The Reclaiming Motion of J Mark Gibson, Petitioner and Reclaimer, for judicial review of a decision of the Scottish Ministers, Energy and Climate Change Directorate, dated 23 July 2014  CSIH 10
The Inner House has recently considered the test for awarding Protective Expenses Orders, the mechanism by which petitioners can seek to limit their liability for legal costs in environmental appeals and judicial reviews.
The petitioner raised judicial review proceedings against a decision of the Scottish Ministers not to hold a public enquiry, and to grant consent to Scottish Power Renewables (UK) Limited for the construction of a wind farm around 4km from his property.
In 2015, the petitioner sought a protective expenses order (PEO), requesting that his liability in expenses to the Scottish Ministers (the respondents) and Scottish Power Renewables (UK) Limited (the interested party) be restricted to a cumulative total of £5,000. The petitioner also sought to limit the liability of the respondents and the interested party to £30,000.
The court refused the petitioner’s request for the PEO. The petitioner appealed to the Inner House of the Court of Session.
In deciding whether to grant a PEO, the court must take into account “the need to ensure that it is not prohibitively expensive… to continue with the proceedings.” The Inner House discussed the appropriate test when considering this element. The Inner House felt that the Lord Ordinary had erred in addressing “the question of whether the petitioner was able to meet the expenses”. In their view, the test is “not the petitioner’s ability to pay, but whether it is reasonable, in all the circumstances, that he should be required to do so.”
The Inner House allowed the appeal and awarded the PEO.
In reaching their decision, the Inner House considered the petitioner’s application by applying a subjective and objective test. The court acknowledged the focus of the underlying European law was the protection of the environment “and the removal of unreasonable financial barriers which may act as a disincentive to members of the public…from playing an active role in protecting and improving the quality of the environment.”
The Subjective test
The Inner House explained that although the petitioner could be seen to be a “wealthy man” “by many standards” it did not follow that it was reasonable for him to be required to meet the costs of the case. Requiring the petitioner to sell off parts of his estate would be “to destroy the very thing” he was seeking to preserve. Similarly, they did not consider it reasonable for the petitioner to withdraw funds from his pension fund to pay for the proceedings.
The Objective test
The court specifically referred to the objective test, as discussed in the Supreme Court decision of R (Edwards and another) v Environment Agency and another (No 2):
“The cost of proceedings must not exceed the financial resources of the person concerned nor “appear to be objectively unreasonable”, at least “in certain cases””.

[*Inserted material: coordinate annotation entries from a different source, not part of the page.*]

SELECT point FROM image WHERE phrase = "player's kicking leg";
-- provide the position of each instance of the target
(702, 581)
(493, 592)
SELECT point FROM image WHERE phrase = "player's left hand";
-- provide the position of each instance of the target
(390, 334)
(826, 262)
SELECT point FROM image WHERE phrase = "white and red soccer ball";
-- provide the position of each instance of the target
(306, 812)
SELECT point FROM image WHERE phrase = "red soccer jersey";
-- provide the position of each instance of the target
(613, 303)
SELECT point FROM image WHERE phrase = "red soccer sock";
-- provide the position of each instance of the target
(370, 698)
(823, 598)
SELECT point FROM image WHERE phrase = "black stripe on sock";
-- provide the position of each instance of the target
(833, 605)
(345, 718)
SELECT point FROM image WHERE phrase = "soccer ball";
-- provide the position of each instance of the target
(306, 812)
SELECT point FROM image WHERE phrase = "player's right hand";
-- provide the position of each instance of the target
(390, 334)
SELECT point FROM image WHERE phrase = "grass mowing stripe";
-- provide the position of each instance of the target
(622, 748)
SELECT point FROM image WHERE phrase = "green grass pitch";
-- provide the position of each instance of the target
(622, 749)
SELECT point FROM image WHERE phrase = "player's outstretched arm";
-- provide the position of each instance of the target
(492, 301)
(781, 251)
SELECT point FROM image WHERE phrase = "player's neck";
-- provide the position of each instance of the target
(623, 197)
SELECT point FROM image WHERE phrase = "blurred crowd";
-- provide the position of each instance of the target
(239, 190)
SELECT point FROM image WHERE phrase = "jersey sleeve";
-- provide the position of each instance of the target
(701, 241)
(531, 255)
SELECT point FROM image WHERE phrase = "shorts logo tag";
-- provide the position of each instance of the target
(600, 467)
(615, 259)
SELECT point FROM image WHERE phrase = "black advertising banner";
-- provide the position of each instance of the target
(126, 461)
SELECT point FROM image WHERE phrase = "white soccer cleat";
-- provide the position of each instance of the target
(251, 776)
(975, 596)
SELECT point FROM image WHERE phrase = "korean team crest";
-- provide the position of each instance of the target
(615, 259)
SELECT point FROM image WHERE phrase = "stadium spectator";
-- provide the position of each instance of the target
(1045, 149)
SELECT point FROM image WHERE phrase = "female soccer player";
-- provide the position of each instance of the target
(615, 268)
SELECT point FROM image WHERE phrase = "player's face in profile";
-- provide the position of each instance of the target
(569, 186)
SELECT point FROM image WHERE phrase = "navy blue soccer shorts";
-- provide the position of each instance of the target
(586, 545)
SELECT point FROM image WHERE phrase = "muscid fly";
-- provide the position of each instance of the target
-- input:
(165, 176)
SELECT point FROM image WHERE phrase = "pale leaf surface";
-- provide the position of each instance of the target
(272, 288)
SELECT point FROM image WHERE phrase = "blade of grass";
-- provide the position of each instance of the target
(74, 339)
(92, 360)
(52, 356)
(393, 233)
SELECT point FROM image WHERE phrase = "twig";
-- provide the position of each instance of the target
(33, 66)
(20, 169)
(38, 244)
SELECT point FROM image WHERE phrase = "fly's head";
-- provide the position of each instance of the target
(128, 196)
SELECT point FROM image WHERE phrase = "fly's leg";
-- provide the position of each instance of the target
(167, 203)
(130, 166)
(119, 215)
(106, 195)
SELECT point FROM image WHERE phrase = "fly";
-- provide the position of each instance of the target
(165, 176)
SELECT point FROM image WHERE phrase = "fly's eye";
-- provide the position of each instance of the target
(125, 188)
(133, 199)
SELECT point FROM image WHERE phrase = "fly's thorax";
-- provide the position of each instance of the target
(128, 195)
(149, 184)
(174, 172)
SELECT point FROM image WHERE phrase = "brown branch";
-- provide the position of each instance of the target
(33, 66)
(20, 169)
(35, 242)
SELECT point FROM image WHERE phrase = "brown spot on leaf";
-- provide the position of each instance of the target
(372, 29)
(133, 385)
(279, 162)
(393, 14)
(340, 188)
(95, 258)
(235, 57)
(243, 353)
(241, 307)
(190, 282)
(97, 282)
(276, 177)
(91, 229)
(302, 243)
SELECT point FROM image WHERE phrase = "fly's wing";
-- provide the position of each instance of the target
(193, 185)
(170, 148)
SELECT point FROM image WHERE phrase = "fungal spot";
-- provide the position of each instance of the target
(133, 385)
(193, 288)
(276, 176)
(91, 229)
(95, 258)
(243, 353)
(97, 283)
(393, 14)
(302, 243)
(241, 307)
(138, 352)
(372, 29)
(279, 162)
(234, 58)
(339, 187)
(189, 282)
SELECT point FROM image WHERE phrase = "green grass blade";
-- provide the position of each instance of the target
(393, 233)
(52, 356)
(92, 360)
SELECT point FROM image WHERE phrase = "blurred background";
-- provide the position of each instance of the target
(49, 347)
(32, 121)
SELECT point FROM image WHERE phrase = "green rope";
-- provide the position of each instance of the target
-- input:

In assessing what is “objectively unreasonable” the court in Edwards explained that:
- It is not possible to solely rely on the resources of an “average applicant” when determining what is objectively unreasonable; this may have little bearing on the situation of the actual applicant.
- The “merits” of the case may be taken into account when determining whether it is objectively unreasonable for the applicant to pay i.e. “whether the claimant has a reasonable prospect of success, the importance of what is at stake for the claimant and for the protection of the environment, the complexity of the relevant law and procedure, the potentially frivolous nature of the claim at its various stages”.
- The fact that the claimant has not been deterred from “carrying on the proceedings is not “in itself” determinative” that is reasonable for them to pay.
In this case, the court highlighted that no party had suggested that the claim was frivolous, or that the petitioner had no reasonable prospects of success. Accordingly, in applying the objective test, the court looked to:
- The importance of what is at stake for the claimant – the petitioner argued that a PEO should be awarded because he had no financial interest in the outcome of the case. He was raising the action solely to protect the environment. The court agreed and felt that the wind farm development and/or the proceedings were unlikely significantly to affect the petitioner’s economic interests.
- The importance of what is at stake for the protection of the environment – The court referred to an observation of Advocate General Kokott that “the environment cannot defend itself, but needs to be represented by concerned citizens or organisations acting in the public interest.” The Inner House felt that the petitioner was a “concerned citizen”.
What does this mean for future PEOs?
In light of this decision we may see an increase in the number of PEO applications. Not only because of the extent to which the Inner House has emphasised the importance of the broad aim of the European directive on environmental protection but also because of the comments made about the length of time applications should take and the extent to which the petitioner’s finances should be subjected to analysis.
The court expressed concerns as to the length of time that the PEO application had taken and hoped that future applications would be dealt with much more quickly. In particular, they highlighted that PEO applications were not an “opportunity for a respondent to subject an applicant to intrusive and detailed investigation of financial circumstances.” Accordingly, they expect that parties’ submissions should be capable of being concluded within a total of 1.5 hours and that courts will be able to give immediate ex tempore judgments.
It might be felt this will result in the courts adopting an overprotective approach or alternatively that it may just bring the approach of the Scottish courts more in line with the English courts which has often been considered to be more generous towards applicants.